The first quarter of 2014 was a monumental one for T-Mobile (NYSE: TMUS ) with the company posting a record net customer gain of 2.4 million -- the first time it surpassed the 2 million net customer gain in a quarter. But T-Mobile's customer gains have come at a cost.
Two steps forward, two steps back
T-Mobile has bounced back from a branded post-paid customer net loss of 199,000 in Q1 2013 to a gain of 1.3 million this quarter. That's a huge turnaround that's come from the company pursing its Un-carrier initiatives including paying early termination fees of customers who switch to T-Mobile from a competing carrier.
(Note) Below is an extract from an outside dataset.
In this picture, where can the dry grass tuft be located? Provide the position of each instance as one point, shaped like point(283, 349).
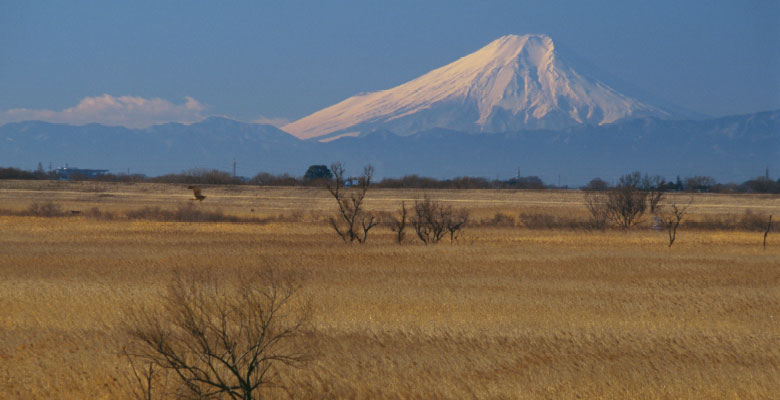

The company's also eliminated service contracts, changed to simpler pricing plans, and given away free tablet data for life.
In addition to net customer gains, T-Mobile also saw revenue increase 47% year over year, to $6.9 billion. That huge jump partially came from including Metro PCS prepaid customers. But even if we take out the Metro PCS customers, revenue was up 19% year over year.
But while the nation's No. 4 wireless carrier's massive Un-carrier efforts have paid off in gaining customers and new revenue, it's also partially contributed to the company's net income loss of $151 million for the quarter, or about $0.19 per share, down from a gain of $107 million year over year.
Net income wasn't the only drop though, as the average revenue per user also fell to $50.01, down 8% year over year. The decline has been a bit of a thorn in T-Mobile's side, considering it's dropped every quarter for the last year. The drop is somewhat expected as T-Mobile changed its pricing plans and eliminated certain fees that previously attributed to ARPU, but it's still unwanted.
Fighting an uphill battle
Most of T-Mobile's efforts to gain customers has been in presenting itself as an advocate of wireless customers while attacking competitors head-on. AT&T (NYSE: T ) has taken the brunt of T-Mobile's rhetoric against carriers, but has managed to outpace the carrier's efforts.
Just last week AT&T posted 625,000 net postpaid subscribers in the first quarter of 2014, contributing the company's best first-quarter net adds in five years. That increase has come as AT&T's changed its monthly pricing strategy, dropped much of its phone subsidy plans and has offered its own incentives to switch from T-Mobile to its carrier.
There's no doubt T-Mobile's efforts are paying off in adding net subscribers, but the company's long-term prospects partially depend on stabilizing average revenue per user. T-Mobile still has time to do this, but investors should continue to watch ARPU numbers to see if the company can level it out and then start growing it. The company's Un-carrier campaigns have pushed AT&T and others to change how they sell devices and plans to customers, but changing the industry should now take a backseat to creating long-term value for investors.